Two mornings ago, as I left on my run, the Audible app crashed and I was unable to get it to find my place in the book as I was walking out the door. I had a terrible run, trying to listen to Indigo Girls but feeling every step. It may have been that I was dehydrated and slightly sleep deprived, but by the end of the run I began to believe it was because I was no longer sufficiently distracted from the pain of my increasing time and mileage. This morning, I forgot to try and fix the problem until I was already out the door, but I was in no mood for any of the music I could think to accompany me. So I did something I am usually loathe to do; I ran in silence.
Long ago, when savvy music lovers were making the precarious transition from walkmans to discmans and I still considered myself a runner, I remember a particularly purist coach talking about the terrible habit of running with music. He claimed that the varying beats messed up one’s pace, and nobody listened to what their body was saying when they were listening to someone else singing through their (ear-sized, foam covered) earphones. Young and eager to please, I took him to heart. The fact that nobody could figure out how to run with a discman without it skipping helped me follow his purist mindset a little more easily, in those days.
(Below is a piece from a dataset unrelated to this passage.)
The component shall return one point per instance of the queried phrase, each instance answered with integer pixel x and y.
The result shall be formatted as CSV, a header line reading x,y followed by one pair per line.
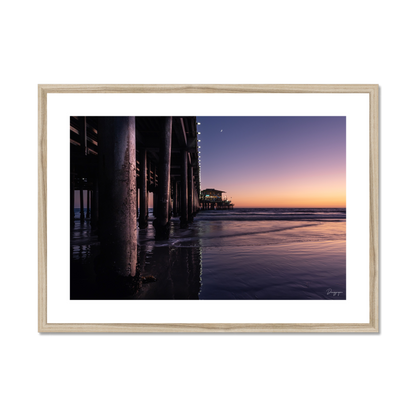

Today, running in silence for the first time since I started this gambit, I began to wonder if there was something to his expositions on tuning into the mind and body instead of out. I found myself intensely focused on myself for the first part of that run, in particular, how I was unsure if my body was going to make it through said run in one piece without crashing. For about a third of the course, I was doubtful and negative, interpreting every little ache and pain as the beginnings of good reason to stop. And then beating myself up for the specter of failure rearing its grotesque head at the thought. Going under the railroad bridge brought my head around, and I realized what was happening. I began to wonder if what is need at this point isn’t necessarily an absence of distraction, but a focus and discipline of the mind. What I may need now is the strength to silence the negative voices and focus instead of the pleasures of the run; the sun on my cheeks and shoulders, a cool breeze kicked up suddenly, the emerald green fields of Como park stretching out below my feet, the slick of sweat on skin, Ersta’s eager nose in my hand at just the moment I’d forgotten she was there at my knee. Or focus on other things entirely, the bigger narratives, like the sermons of a devote of the road runner’s life ringing back clearly from decades ago, or a packing list for my largely unplanned trip commencing in the morning, or intentions for the rest of the day rolling out before me. Perhaps it is not the running itself I am squandering by listening to a book or a tune, but an opportunity to discipline not only the body, but the capricious mind as well.